Partie 13
-"Boss!!" hurlèrent Mady et Stef en éclatant la porte du bureau contre le mur.
Meryl sursauta à cause de cette entrée fracassante en se disant qu'elle devait des excuses à Todd. Il avait insisté pour que toutes les parois en verre soient blindées, que tous les murs soient insonorisés et il avait suggéré la même chose pour les portes mais elle l'avait stoppé en se moquant de lui et de son obsession pour la résistance des matériaux. En voyant la porte ne tenir que sur un seul gond avec la poignée totalement disloquée elle imaginait déjà son air blasé et entendait même venir son "je te l'avais dit" à des kilomètres. Il avait toujours été fan d'architecture et son rêve de gosse c'était de devenir un brillant architecte mais il venait d'une famille d'avocats et on ne lui avait pas vraiment laissé le choix. Quand Meryl et lui avaient acheté ces locaux une dizaine d'années plus tôt pour y installer ses bureaux à lui et "Ran Corp" elle l'avait laissé gérer tous les plans. Du garage au toit il avait tout géré. L'accueil, les appartements des employés de la sécurités, de l'entretien des quatre premiers étages, la crèche et la garderie du 5ème, l'étage de sports pour les employés au 6ème, les trois étages suivants pour son cabinet d'avocats et les 30 autres étages de l'entreprise de Meryl avant de finir par leurs trois derniers étages personnels.
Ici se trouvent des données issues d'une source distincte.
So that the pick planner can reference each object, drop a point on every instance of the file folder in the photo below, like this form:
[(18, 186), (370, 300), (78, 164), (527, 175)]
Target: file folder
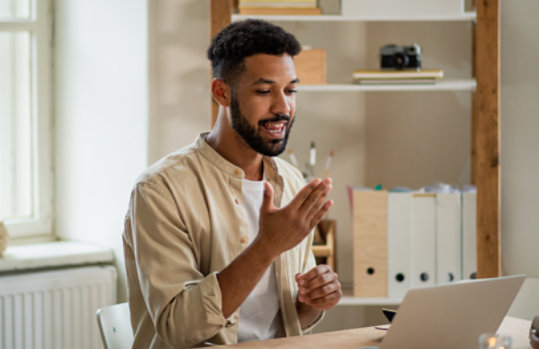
[(423, 244), (448, 237), (398, 243), (469, 235), (370, 243)]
Il avait vraiment tout fait en anticipant le pire et en pensant à chaque détail. Dit comme ça l'immeuble pouvait sembler énorme mais en réalité il était bien plus haut que large comparé aux immeubles voisins. On ne logeait bien "qu'une" dizaine d'appartements d'une cinquantaine de mètres carrés chacun par étage.
-"Ecoutez on retire ce que l'on a dit il y a deux semaines!" déclara Stef en faisant des allers-retours rapides dans le bureau.
-"Ouais. On ne veut pas qu'elles changent leur relation. On s'en fout de risquer de se prendre un mammouth en passant entre leurs bureaux!" s'emporta Mady en s'appuyant sur le bureau de la rousse.
-"Et si vous m'expliquiez plus... Calmement?" tenta Meryl en essayant de calmer ses deux employés.
-"Elles se font la guerre là! Genre super méga tendu!"
-"Ce que Stef veut dire c'est que la situation a empiré et si avant on était en mode "guerre froide" là on atteint le niveau de guerre nucléaire."
-"Les filles vous n'exagérez pas un peu? De plus il me semble que la Guerre Froide était un peu portée sur le nucl...."
-"On s'en fout de cette stupide guerre! Là c'est genre pire que tout. On a vraiment peur que ça dérape au point que ça fait trois nuits que l'on dort avec elles pour éviter qu'elles soient tentées de s'entre-tuer dans leur sommeil."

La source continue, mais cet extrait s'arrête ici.